A blueprint for intensifying community demand for health
Ahmed Mohamed is an Imam and water committee chair, he says, “DICE came during this critical drought, where people can have their children assessed for malnutrition at home and be given plumpynut if needed. Minor ailments are also treated. Mothers who have delivered at home get a visit from the outreach health workers, the child is vaccinated, and you can prepare to get a birth certificate for your child. That’s the difference. The services are brought close to us”.
Ayub Duale, UNICEF’s Social Behaviour Change Officer outlines that “It’s the first time UNICEF has integrated services such as vaccines and birth certificates and taken them to nomadic settlements in this way. It was crucial to fix the zero-dose burden to improve immunization coverage, because you can’t control nomadic behaviour”.
Yakub Abdow Ali represents Fafi sub-county, Garissa County, in the community engagement, one of almost 100,000 people reached through DICE’s series of community feedback discussions. “We have never seen such a meeting before where forgotten cross border communities are gathered together”.
DICE mapped 994 nomadic settlements and 2,294 points of interest, such as waterpoints, livestock markets or duksis (nomadic koranic schools). It conducted 167 vaccine outreaches, traced 990 defaulters, visited 7,497 households, trained 1,370 community champions and held 940 feedback sessions. 111,208 people from the community helped to design the programme.

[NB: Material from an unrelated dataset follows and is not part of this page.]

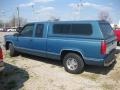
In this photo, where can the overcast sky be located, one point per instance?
(42, 10)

Ahmed Mohamed, the Imam, reflects on his own childhood. When I was nine years old, I was with my mother at the water point near Wajir Town. I got my BCG and polio vaccine but my younger brother ran away and hid in the blankets on the camel’s back. The health worker saw him rustling and grabbed him and gave him the vaccination!” This is the history of vaccination in Wajir county: At first vaccination was forced, then it was offered but with too little information “and now, there is full consent with community champions” laughs Ahmed. “The difference is clear for all to see”.